The last time I spoke on the subject of forgiveness, one of the men of the church came to me and told me his story. To the best of my ability, I’d like to share it with you.

    Bill worked successfully many years as an insurance salesman. In part, the reason for his success was due to the fact that he was always careful to sell policies to people who needed them, thus securing their loyalty and a high rate of renewals in annual contracts. The company Bill worked for rewarded renewals handsomely, so not only did he continue to receive commissions on all of these policies, but if the number of renewals reached a certain percentage, he received a very substantial bonus at year's end. Thus Bill was able to provide well for his family.

    Then one day a relatively new colleague, we'll call him Bob, came to Bill and ask if he would help him by sharing the servicing of some of his customers. Being a gracious man, and willing to share his success, Bill agreed, and a number of clients were provided as shared accounts.

    However, it turned out that Bob had other designs. At the end of the each customer's policy year, Bob would go to them and sell them a little larger policy, and thus it would be taken out of the "shared policy" column and placed in his own commission column. This went on for two years. So not only was Bill defrauded out of his regular commissions for these customers, but when it came time for the year-end bonuses to be handed out, he did not have enough renewed contracts to reach the percentage needed for the bonus. For him, this meant a loss of thousands of dollars.

    Not long after realizing what was happening, Bill went to see Bob. He confronted him with what he knew, and then said, "I will no longer be in partnership with you, and furthermore, I will never speak to you again." With that, he turned around and walked out of Bob's office.

    For two years Bill kept his promise. Whenever Bob happened to pass by, Bill would divert his eyes and walk right past. A couple of times when Bob seemed to be approaching, Bill turned and walked away.

    But then one day Bill decided he couldn't bear the guilt any longer, for even though he was a Christian, he was no longer able to repeat the Lord's Prayer - the words "forgive us as we forgive those who have sinned against us" stuck in his throat. So he went to see Bob again. This time he looked his former partner in the eye and said, "Bob, I forgive you for what you did, and I want to ask you to forgive me for the anger I have held in my heart these past two years."

    Bob said, "What? You want me to forgive you? But you didn't do anything, I was the one in the wrong."

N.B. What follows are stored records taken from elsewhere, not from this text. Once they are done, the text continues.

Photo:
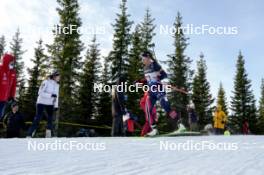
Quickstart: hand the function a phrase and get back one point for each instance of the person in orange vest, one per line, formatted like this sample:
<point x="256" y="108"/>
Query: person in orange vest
<point x="7" y="82"/>
<point x="220" y="120"/>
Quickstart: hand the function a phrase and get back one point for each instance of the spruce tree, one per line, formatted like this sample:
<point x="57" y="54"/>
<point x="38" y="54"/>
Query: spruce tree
<point x="221" y="99"/>
<point x="179" y="69"/>
<point x="121" y="41"/>
<point x="16" y="50"/>
<point x="36" y="75"/>
<point x="147" y="31"/>
<point x="88" y="99"/>
<point x="242" y="101"/>
<point x="65" y="53"/>
<point x="202" y="97"/>
<point x="261" y="110"/>
<point x="2" y="45"/>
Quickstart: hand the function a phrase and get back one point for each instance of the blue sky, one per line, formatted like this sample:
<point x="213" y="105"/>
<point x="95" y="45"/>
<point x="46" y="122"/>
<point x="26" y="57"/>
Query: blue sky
<point x="220" y="50"/>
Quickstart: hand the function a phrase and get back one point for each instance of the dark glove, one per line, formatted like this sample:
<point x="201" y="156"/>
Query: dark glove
<point x="54" y="95"/>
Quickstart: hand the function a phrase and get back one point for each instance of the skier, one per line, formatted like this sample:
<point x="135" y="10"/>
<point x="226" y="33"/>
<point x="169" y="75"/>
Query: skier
<point x="118" y="109"/>
<point x="153" y="75"/>
<point x="245" y="127"/>
<point x="129" y="122"/>
<point x="150" y="116"/>
<point x="220" y="120"/>
<point x="48" y="97"/>
<point x="13" y="122"/>
<point x="193" y="119"/>
<point x="7" y="82"/>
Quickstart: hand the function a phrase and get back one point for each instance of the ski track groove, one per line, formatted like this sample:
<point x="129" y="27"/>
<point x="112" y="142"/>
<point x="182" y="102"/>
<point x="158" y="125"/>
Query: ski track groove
<point x="130" y="156"/>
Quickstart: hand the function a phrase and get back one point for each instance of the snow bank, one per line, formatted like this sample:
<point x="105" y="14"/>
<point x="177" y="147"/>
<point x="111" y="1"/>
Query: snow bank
<point x="241" y="155"/>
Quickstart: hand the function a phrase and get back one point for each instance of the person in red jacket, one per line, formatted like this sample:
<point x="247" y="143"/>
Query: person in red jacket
<point x="7" y="81"/>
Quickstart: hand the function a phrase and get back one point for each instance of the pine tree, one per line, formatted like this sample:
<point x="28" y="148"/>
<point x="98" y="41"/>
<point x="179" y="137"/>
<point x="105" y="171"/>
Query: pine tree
<point x="147" y="31"/>
<point x="242" y="101"/>
<point x="36" y="75"/>
<point x="179" y="68"/>
<point x="2" y="45"/>
<point x="121" y="41"/>
<point x="261" y="110"/>
<point x="202" y="97"/>
<point x="104" y="105"/>
<point x="87" y="97"/>
<point x="221" y="99"/>
<point x="65" y="53"/>
<point x="16" y="50"/>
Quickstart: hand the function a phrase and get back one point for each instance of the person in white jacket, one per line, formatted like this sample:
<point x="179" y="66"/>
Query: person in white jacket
<point x="48" y="96"/>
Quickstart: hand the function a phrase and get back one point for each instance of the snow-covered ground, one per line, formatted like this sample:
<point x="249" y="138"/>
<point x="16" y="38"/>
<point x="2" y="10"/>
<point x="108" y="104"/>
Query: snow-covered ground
<point x="215" y="155"/>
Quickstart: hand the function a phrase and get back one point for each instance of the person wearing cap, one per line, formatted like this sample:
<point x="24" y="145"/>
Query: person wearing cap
<point x="48" y="96"/>
<point x="13" y="122"/>
<point x="153" y="74"/>
<point x="7" y="82"/>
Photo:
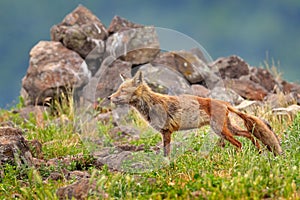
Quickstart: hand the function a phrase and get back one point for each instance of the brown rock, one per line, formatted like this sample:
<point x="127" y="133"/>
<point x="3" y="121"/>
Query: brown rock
<point x="119" y="24"/>
<point x="52" y="69"/>
<point x="247" y="89"/>
<point x="184" y="62"/>
<point x="13" y="147"/>
<point x="200" y="90"/>
<point x="106" y="80"/>
<point x="232" y="67"/>
<point x="264" y="78"/>
<point x="165" y="80"/>
<point x="80" y="31"/>
<point x="136" y="45"/>
<point x="81" y="189"/>
<point x="290" y="87"/>
<point x="279" y="100"/>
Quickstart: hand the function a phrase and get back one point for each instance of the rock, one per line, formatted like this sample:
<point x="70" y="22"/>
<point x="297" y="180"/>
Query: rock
<point x="184" y="62"/>
<point x="135" y="45"/>
<point x="120" y="24"/>
<point x="165" y="80"/>
<point x="232" y="67"/>
<point x="290" y="87"/>
<point x="202" y="56"/>
<point x="14" y="149"/>
<point x="104" y="118"/>
<point x="226" y="94"/>
<point x="81" y="189"/>
<point x="112" y="157"/>
<point x="247" y="89"/>
<point x="123" y="131"/>
<point x="33" y="111"/>
<point x="249" y="106"/>
<point x="279" y="100"/>
<point x="290" y="111"/>
<point x="106" y="81"/>
<point x="52" y="69"/>
<point x="264" y="78"/>
<point x="200" y="90"/>
<point x="80" y="31"/>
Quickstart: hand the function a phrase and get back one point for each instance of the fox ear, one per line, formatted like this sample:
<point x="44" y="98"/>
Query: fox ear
<point x="138" y="78"/>
<point x="123" y="77"/>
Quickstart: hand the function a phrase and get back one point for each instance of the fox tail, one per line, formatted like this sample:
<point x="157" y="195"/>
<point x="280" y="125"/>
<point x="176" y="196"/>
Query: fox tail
<point x="261" y="129"/>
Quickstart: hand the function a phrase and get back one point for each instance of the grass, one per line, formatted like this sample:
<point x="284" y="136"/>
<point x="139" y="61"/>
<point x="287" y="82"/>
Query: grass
<point x="201" y="170"/>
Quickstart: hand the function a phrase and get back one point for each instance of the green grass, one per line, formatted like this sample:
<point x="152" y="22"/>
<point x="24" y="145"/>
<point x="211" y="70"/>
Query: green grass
<point x="220" y="173"/>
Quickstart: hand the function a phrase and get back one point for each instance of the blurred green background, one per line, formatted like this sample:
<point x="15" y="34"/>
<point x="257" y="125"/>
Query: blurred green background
<point x="256" y="30"/>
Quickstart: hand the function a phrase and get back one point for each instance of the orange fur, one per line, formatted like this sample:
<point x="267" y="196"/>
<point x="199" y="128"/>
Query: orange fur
<point x="168" y="114"/>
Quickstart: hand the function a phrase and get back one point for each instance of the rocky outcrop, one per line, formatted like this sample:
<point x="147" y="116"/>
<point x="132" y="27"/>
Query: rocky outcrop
<point x="135" y="45"/>
<point x="119" y="24"/>
<point x="232" y="67"/>
<point x="126" y="47"/>
<point x="52" y="69"/>
<point x="80" y="31"/>
<point x="264" y="78"/>
<point x="14" y="149"/>
<point x="247" y="89"/>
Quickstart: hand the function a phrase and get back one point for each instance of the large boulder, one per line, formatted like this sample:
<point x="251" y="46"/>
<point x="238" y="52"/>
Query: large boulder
<point x="119" y="24"/>
<point x="165" y="80"/>
<point x="80" y="31"/>
<point x="52" y="69"/>
<point x="247" y="89"/>
<point x="135" y="45"/>
<point x="14" y="148"/>
<point x="107" y="80"/>
<point x="232" y="67"/>
<point x="264" y="78"/>
<point x="184" y="62"/>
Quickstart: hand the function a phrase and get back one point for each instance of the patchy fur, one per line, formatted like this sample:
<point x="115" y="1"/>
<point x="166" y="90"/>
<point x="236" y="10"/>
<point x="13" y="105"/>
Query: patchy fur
<point x="172" y="113"/>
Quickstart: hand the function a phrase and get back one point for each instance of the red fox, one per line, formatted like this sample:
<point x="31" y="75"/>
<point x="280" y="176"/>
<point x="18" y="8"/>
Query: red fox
<point x="167" y="114"/>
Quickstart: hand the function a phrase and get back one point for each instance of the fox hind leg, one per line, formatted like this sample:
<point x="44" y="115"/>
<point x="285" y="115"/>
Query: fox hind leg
<point x="166" y="137"/>
<point x="243" y="133"/>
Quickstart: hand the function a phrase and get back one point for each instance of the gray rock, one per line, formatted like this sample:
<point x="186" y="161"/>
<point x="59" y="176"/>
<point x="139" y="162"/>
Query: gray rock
<point x="186" y="63"/>
<point x="120" y="24"/>
<point x="135" y="45"/>
<point x="80" y="31"/>
<point x="247" y="89"/>
<point x="232" y="67"/>
<point x="52" y="69"/>
<point x="165" y="80"/>
<point x="14" y="148"/>
<point x="106" y="81"/>
<point x="264" y="78"/>
<point x="200" y="90"/>
<point x="226" y="94"/>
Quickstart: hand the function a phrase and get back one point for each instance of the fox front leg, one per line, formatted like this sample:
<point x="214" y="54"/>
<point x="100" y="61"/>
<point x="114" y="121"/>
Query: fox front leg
<point x="166" y="137"/>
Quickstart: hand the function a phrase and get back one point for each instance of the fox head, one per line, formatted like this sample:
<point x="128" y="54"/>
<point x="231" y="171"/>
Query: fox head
<point x="128" y="90"/>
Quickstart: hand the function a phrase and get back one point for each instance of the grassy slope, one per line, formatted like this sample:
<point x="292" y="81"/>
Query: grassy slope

    Bill replied, "No, you see in my faith we are taught to forgive those who do us harm, and for these two years I was not willing to do that, and that's why I'm asking for your forgiveness."

    Bob still had trouble understanding, but when Bill turned to leave, it was as though a huge, heavy weight had dropped off his shoulders and he determined right then and there that with God's help, he would never again hold unforgiveness in his heart.

So this Christmas, among all the giving and receiving going on, our prayer is that forgiveness will be among the gifts given and received. Forgiveness may turn out to be the largest present you will give or receive.

At the same time, please remember that there is available to you a similar Christmas present coming from the Lord Himself. He holds out to you today this gift, the gift of God’s forgiveness, a gift that will take you through eternity in the very presence of God.